Fastest way to store n-grams (strings with variable amount of words) in python

Question 1

I would try doing fewer regexp searches.

It's worth considering a few other things:

Storing all the data in a single dictionary may speed things up; a data hierarchy with extra layers doesn't help, perhaps counterintuitively.
Storing a tuple lets you avoid calling .format().
In CPython, code in functions is faster than global code.

Here's what it might look like:

def load(filename):
    ngrams = {}
    for line in open(filename):
        if line[0] == '\\':
            pass  # just ignore all these lines
        else:
            first, rest = line.split(None, 1)
            middle, last = rest.rsplit(None, 1)
            ngrams[middle] = first, last
    return ngrams

ngrams = load("ngrams.txt")

I would want to store int(first), int(last) rather than first, last.
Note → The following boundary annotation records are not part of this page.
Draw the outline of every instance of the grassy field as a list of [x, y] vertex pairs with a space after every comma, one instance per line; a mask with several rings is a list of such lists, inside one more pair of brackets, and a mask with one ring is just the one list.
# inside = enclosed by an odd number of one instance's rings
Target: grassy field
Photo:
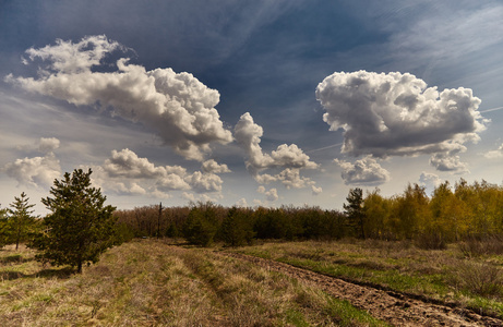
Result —
[[[296, 246], [311, 251], [308, 243]], [[272, 256], [273, 249], [247, 251]], [[34, 255], [25, 247], [0, 251], [0, 326], [385, 325], [348, 302], [213, 250], [133, 241], [82, 275], [43, 266]]]
[[491, 254], [501, 253], [501, 246], [494, 241], [420, 250], [410, 242], [343, 240], [264, 243], [233, 251], [503, 318], [503, 255]]

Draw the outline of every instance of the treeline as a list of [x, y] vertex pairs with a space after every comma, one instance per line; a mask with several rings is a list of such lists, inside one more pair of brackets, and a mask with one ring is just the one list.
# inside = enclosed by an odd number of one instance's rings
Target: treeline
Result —
[[137, 207], [115, 215], [129, 237], [182, 237], [203, 246], [213, 242], [238, 246], [256, 239], [335, 240], [348, 234], [343, 213], [318, 207], [227, 208], [200, 202], [161, 210], [159, 205]]
[[224, 242], [237, 246], [253, 240], [337, 240], [345, 237], [411, 240], [421, 247], [442, 249], [450, 242], [503, 237], [503, 187], [486, 181], [454, 186], [440, 184], [428, 196], [409, 184], [385, 197], [380, 190], [350, 190], [345, 210], [319, 207], [223, 207], [197, 203], [184, 207], [158, 205], [117, 210], [123, 240], [137, 237], [181, 237], [197, 245]]
[[[349, 198], [349, 197], [348, 197]], [[503, 237], [503, 187], [464, 179], [444, 182], [429, 197], [424, 187], [408, 185], [392, 197], [379, 190], [367, 194], [361, 206], [359, 237], [416, 240], [424, 246], [443, 247], [468, 239]]]

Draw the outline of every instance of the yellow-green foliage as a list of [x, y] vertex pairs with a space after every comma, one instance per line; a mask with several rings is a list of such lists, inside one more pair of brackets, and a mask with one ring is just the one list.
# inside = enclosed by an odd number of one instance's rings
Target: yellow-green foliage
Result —
[[390, 198], [375, 190], [367, 194], [363, 210], [371, 238], [418, 239], [443, 247], [446, 242], [503, 233], [503, 186], [486, 181], [469, 185], [462, 179], [454, 187], [440, 184], [431, 197], [415, 184]]

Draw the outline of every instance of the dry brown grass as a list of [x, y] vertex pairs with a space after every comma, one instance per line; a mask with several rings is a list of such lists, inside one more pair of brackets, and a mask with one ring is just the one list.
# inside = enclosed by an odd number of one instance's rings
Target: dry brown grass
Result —
[[156, 240], [113, 247], [82, 275], [5, 249], [0, 276], [0, 326], [379, 325], [282, 274]]
[[484, 255], [468, 257], [463, 244], [424, 250], [407, 241], [354, 239], [265, 243], [237, 251], [503, 317], [503, 256], [499, 255], [499, 244], [494, 240], [478, 242], [470, 251], [481, 247]]

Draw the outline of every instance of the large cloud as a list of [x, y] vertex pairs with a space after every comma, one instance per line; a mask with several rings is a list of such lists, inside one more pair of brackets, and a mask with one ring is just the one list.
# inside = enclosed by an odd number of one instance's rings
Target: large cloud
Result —
[[343, 169], [340, 175], [347, 185], [380, 185], [390, 180], [390, 172], [370, 156], [356, 160], [355, 164], [338, 159], [334, 161]]
[[[226, 165], [219, 165], [211, 159], [202, 164], [203, 171], [188, 173], [187, 169], [180, 166], [155, 166], [147, 158], [140, 158], [134, 152], [125, 148], [120, 152], [112, 150], [111, 157], [105, 160], [103, 167], [105, 173], [101, 179], [110, 180], [112, 191], [121, 193], [141, 193], [148, 189], [151, 194], [166, 193], [169, 191], [194, 191], [196, 193], [220, 192], [223, 180], [216, 173], [229, 172]], [[120, 179], [120, 182], [117, 180]], [[130, 186], [122, 180], [128, 179]], [[148, 181], [154, 185], [141, 186]], [[119, 183], [119, 184], [118, 184]], [[106, 186], [106, 183], [103, 183]]]
[[105, 36], [88, 36], [76, 44], [57, 40], [55, 46], [26, 51], [29, 60], [48, 62], [37, 78], [9, 75], [7, 81], [76, 106], [112, 108], [113, 114], [153, 129], [189, 159], [203, 160], [212, 142], [232, 141], [214, 108], [218, 92], [192, 74], [146, 71], [124, 58], [117, 61], [115, 72], [96, 71], [119, 48], [123, 47]]
[[10, 178], [17, 181], [20, 185], [31, 187], [49, 187], [56, 179], [61, 177], [61, 167], [52, 150], [59, 147], [59, 140], [41, 137], [37, 142], [38, 150], [44, 153], [43, 157], [25, 157], [9, 162], [2, 167]]
[[502, 158], [503, 157], [503, 144], [495, 150], [488, 152], [483, 155], [488, 159]]
[[440, 93], [409, 73], [334, 73], [316, 98], [331, 130], [344, 130], [342, 152], [352, 156], [455, 154], [478, 142], [487, 123], [471, 89]]
[[[259, 183], [280, 181], [288, 189], [314, 184], [310, 179], [300, 177], [300, 170], [316, 169], [316, 162], [311, 161], [296, 144], [282, 144], [271, 155], [264, 154], [260, 146], [262, 134], [262, 126], [253, 121], [249, 112], [241, 116], [233, 131], [236, 142], [247, 152], [247, 168]], [[280, 168], [283, 171], [275, 175], [260, 173], [273, 168]]]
That would speed up access, but slow down load time. So it depends on your workload.

I disagree with johnthexii: doing this in Python should be much faster than talking to a database, even sqlite, as long as the data set fits in memory. (If you use a database, that means you can do the load once and not have to repeat it, so sqlite may end up being exactly what you want—but you can't do that with a :memory: database.)

Question 2

Regarding optimization of your code.

1) compile the regular expressions before loop. See help for re.compile.

2) Avoid regular expressions whenever it's possible. For example "-grams" string prepended with number can be checked by simple string comparison

Question 3

Personally I would move to a database (sqllite3 is built in to python) with indexes. Indexes make queries go fast. Python also supports in memory sqllite databases.

You can also supply the special name :memory: to create a database in RAM.